その砂海の『西方』と『南方』の狭間となる場所に『アルデア』と呼ばれる宗教都市はある。
最終戦争の後、『砂海』より世界に広がった『ロココ』教団の寺院である。
この日、この街は建設二十周年の式典の最中で、いつもにも増して活気に満ち溢れていた。
『ロココ』教の聖地『メセタ』からは、彼等の信仰の象徴である正統なる『ロココ』血統を受継ぐ『ロココ』の巫女が招聘され、式典はまさに最高潮に達しようとしていた。
その日までは、伝え聞く『西方』の地で繰り返される同教徒への悲劇的な迫害も、戦争の足音も、この街の住人にとって、まだ砂獏の果て、さらに大陸の隅で起る遠い世界の話でしかなかった。しかし、その現実は唐突に終焉を迎える。…その日、西方より、その地に降臨した魔王が全てを覆したのだ。
『西方』の皇帝シオンだ。
たった十数年で混乱する『西方』の地を武力と虐殺の限りを尽くして統一した『西方』の若き覇王。彼の率いる軍勢が、突如、宣戦布告を無視して易々と干渉地帯を突破、『ロココ』教団の神威を嘲笑うが如く、『アルデラ』に対して完膚なきまでの奇襲と破壊攻撃を敢行したのである。
街の平和は、一瞬にして崩壊した。
確かに、そこに神の救済など存在し得なかった。
多くの民衆が、事態の把握もままならぬままに業火の内に投じられた。
『西方』の軍勢が、街門を破って侵入して来るまで、五分の時間を要しなかった。
僅かな時間で『西方シディア』の軍勢が状況を終了した時、そこはアッサリと、至る所に無数の屍の転がる死の街へと変貌していた。…余りにも安易に。
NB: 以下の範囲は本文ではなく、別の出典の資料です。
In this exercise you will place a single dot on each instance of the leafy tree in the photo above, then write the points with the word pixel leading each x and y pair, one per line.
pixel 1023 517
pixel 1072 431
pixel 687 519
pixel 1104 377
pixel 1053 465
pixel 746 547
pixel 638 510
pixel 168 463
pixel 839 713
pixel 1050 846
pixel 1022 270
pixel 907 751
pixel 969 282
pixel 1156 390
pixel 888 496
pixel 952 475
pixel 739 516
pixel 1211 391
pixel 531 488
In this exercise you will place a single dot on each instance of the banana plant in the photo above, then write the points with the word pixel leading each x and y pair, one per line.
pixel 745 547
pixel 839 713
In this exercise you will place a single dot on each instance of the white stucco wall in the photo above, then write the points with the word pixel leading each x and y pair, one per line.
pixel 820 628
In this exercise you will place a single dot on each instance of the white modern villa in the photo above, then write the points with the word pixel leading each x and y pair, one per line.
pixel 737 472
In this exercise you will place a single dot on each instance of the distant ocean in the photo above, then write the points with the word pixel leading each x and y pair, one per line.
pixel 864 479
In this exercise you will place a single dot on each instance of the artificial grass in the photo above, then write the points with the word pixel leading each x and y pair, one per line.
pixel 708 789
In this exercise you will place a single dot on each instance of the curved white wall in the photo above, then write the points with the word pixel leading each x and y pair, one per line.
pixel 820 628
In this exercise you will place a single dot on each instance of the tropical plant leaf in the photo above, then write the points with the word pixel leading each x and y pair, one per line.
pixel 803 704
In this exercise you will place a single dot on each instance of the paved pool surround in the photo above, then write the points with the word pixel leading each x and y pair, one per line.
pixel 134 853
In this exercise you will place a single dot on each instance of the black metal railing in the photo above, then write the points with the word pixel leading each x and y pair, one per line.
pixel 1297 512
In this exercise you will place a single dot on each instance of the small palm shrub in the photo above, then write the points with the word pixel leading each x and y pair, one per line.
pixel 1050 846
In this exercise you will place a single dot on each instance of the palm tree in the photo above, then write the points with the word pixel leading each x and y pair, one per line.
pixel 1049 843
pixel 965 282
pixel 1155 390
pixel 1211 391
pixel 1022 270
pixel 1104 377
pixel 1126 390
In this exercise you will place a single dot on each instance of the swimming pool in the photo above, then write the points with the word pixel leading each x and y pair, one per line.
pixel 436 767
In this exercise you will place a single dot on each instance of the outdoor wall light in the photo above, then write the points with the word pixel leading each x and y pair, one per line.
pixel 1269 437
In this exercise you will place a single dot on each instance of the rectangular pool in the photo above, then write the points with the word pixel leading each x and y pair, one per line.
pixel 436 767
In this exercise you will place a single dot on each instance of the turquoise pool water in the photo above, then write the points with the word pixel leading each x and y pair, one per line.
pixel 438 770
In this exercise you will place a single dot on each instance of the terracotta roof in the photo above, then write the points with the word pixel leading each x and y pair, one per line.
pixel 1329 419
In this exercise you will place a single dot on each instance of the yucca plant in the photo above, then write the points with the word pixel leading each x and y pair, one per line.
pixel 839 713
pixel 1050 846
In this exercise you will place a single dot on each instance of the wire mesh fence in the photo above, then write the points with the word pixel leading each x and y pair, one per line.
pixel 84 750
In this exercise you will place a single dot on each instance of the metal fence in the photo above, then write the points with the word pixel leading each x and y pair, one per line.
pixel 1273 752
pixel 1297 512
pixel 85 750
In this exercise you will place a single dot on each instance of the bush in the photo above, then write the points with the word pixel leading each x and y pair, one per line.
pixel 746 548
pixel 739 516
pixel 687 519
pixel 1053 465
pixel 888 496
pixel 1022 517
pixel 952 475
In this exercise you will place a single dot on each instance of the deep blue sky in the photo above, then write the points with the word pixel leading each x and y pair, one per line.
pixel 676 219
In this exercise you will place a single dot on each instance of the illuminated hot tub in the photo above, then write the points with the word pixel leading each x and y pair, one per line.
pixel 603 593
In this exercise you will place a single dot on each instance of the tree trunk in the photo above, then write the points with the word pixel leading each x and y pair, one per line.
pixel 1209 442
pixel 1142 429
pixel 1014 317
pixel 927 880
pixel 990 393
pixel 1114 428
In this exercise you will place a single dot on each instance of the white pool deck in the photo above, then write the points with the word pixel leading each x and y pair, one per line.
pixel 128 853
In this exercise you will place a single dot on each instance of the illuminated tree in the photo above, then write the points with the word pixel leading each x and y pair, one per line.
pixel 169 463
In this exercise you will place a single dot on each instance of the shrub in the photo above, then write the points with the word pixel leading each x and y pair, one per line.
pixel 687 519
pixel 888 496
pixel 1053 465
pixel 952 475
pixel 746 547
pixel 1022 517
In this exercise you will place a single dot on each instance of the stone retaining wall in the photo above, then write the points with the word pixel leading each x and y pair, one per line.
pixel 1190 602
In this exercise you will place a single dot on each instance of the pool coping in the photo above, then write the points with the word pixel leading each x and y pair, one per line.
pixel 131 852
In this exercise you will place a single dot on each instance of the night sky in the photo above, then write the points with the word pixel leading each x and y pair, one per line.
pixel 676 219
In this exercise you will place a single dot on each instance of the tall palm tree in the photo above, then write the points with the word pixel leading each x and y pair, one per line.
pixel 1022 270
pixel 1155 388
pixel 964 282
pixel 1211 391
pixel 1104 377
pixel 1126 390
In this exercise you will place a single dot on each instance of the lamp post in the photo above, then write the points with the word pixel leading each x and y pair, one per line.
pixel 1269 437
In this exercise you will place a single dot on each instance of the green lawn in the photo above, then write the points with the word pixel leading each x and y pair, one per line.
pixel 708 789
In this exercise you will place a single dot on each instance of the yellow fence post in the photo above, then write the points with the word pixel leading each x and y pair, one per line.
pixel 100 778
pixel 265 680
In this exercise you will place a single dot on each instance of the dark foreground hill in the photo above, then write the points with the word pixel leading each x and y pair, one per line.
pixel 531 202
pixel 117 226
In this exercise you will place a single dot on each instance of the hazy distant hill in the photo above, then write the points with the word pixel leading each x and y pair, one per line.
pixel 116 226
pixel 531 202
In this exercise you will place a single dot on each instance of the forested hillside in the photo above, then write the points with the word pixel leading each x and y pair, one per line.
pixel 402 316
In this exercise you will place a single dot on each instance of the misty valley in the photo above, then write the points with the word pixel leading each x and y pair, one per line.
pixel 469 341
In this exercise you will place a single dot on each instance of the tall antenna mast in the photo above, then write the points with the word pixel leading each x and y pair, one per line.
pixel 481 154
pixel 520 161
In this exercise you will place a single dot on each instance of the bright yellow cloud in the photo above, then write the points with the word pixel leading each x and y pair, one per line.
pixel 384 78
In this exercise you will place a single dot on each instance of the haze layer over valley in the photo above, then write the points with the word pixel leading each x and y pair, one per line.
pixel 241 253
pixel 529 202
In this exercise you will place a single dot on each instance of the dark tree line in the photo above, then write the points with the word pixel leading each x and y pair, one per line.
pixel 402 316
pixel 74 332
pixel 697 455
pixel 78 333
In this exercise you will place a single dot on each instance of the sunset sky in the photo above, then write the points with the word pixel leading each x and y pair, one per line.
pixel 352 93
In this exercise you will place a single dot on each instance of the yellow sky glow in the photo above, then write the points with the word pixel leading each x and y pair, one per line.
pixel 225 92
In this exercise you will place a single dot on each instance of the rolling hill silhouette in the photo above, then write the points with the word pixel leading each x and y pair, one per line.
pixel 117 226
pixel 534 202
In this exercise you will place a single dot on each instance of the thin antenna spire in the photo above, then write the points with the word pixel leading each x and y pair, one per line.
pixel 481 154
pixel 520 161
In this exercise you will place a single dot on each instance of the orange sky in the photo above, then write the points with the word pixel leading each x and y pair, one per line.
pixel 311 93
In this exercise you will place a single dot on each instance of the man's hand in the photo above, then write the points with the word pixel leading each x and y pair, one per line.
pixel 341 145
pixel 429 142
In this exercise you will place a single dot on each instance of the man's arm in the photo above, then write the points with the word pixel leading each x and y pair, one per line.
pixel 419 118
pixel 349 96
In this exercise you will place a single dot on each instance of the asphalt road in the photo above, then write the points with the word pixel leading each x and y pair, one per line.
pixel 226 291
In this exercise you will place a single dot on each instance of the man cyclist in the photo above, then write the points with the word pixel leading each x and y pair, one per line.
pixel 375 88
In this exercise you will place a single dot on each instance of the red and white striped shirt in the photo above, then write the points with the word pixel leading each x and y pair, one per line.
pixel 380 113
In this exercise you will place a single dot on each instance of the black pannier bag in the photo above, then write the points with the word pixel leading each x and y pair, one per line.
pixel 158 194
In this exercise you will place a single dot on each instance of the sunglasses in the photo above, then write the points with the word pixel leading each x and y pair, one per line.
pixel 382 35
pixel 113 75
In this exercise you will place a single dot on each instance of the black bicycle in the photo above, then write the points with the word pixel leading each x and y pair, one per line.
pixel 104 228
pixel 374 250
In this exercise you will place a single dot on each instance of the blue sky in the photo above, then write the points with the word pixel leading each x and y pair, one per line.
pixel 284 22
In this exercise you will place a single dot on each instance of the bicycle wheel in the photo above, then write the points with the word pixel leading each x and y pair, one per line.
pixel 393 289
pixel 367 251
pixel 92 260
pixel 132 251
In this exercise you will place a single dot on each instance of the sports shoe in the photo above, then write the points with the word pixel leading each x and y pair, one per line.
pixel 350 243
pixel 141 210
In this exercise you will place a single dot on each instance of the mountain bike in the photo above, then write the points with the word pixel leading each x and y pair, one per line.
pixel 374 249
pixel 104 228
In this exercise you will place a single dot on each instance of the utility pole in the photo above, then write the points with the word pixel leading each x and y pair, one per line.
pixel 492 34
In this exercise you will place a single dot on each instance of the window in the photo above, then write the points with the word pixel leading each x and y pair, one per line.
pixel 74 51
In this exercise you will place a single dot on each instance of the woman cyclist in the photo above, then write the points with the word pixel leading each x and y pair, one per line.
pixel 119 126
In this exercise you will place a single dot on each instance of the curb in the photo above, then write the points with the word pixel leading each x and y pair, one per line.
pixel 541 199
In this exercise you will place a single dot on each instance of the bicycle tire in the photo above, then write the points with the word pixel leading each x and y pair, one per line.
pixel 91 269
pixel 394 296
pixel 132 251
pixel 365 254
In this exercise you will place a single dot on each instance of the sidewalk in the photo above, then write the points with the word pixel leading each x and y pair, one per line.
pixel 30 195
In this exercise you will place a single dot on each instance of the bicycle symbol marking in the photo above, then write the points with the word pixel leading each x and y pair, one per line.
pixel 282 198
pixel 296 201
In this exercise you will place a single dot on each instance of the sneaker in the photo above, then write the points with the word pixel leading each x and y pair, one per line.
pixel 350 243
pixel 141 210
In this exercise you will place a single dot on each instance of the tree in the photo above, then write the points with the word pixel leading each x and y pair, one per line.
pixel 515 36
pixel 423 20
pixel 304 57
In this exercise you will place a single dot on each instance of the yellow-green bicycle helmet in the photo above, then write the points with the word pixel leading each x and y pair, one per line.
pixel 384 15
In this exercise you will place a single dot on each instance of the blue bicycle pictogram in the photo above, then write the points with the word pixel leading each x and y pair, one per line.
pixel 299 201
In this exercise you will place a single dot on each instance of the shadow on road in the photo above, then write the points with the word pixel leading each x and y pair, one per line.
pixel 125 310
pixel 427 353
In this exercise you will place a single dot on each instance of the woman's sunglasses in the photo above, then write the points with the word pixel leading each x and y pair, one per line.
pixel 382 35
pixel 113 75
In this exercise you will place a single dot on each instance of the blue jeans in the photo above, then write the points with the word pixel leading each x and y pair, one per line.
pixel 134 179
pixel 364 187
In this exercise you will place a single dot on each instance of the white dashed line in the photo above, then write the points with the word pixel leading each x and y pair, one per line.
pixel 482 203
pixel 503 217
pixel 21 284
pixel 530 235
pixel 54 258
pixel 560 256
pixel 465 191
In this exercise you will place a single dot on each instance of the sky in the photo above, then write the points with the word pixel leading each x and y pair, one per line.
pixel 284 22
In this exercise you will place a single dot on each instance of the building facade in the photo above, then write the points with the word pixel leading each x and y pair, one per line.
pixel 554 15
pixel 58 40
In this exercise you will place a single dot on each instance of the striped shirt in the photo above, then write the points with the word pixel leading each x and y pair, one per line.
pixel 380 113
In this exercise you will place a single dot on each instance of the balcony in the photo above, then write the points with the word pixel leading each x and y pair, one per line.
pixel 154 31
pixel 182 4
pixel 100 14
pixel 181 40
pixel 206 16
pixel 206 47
その中、全ての終了を待たず、泰然自若とした態度で街に乗り込んだシオンは、僅かな側近を引き連れて街の中央街路を直進。そのまま、未だ完全に制圧を終えていない筈である『アルデラ』の中心部にある『ロココ』神殿の最深部へと足を踏み入れたのある。
彼の存在そのモノが、神威を嘲笑う不敬な存在そのモノであった。
勿論、その間『ロココ』教徒側の抵抗が皆無であった訳ではない。
『ロココ』教徒は神の救済を、ただ待ち続けるばかりの生半可な信仰集団ではない。
不当な物理的『力』による信仰の侵害には、それを凌ぐ『力』をもって抵抗し、敵を退ける。
その為に姫巫女と共に聖地より派遣された百戦錬磨の『ロココ』の僧兵部隊は、姫巫女を守備しつつ素早く堅固な神殿内部に逃げ込み、その深部に立て籠もった。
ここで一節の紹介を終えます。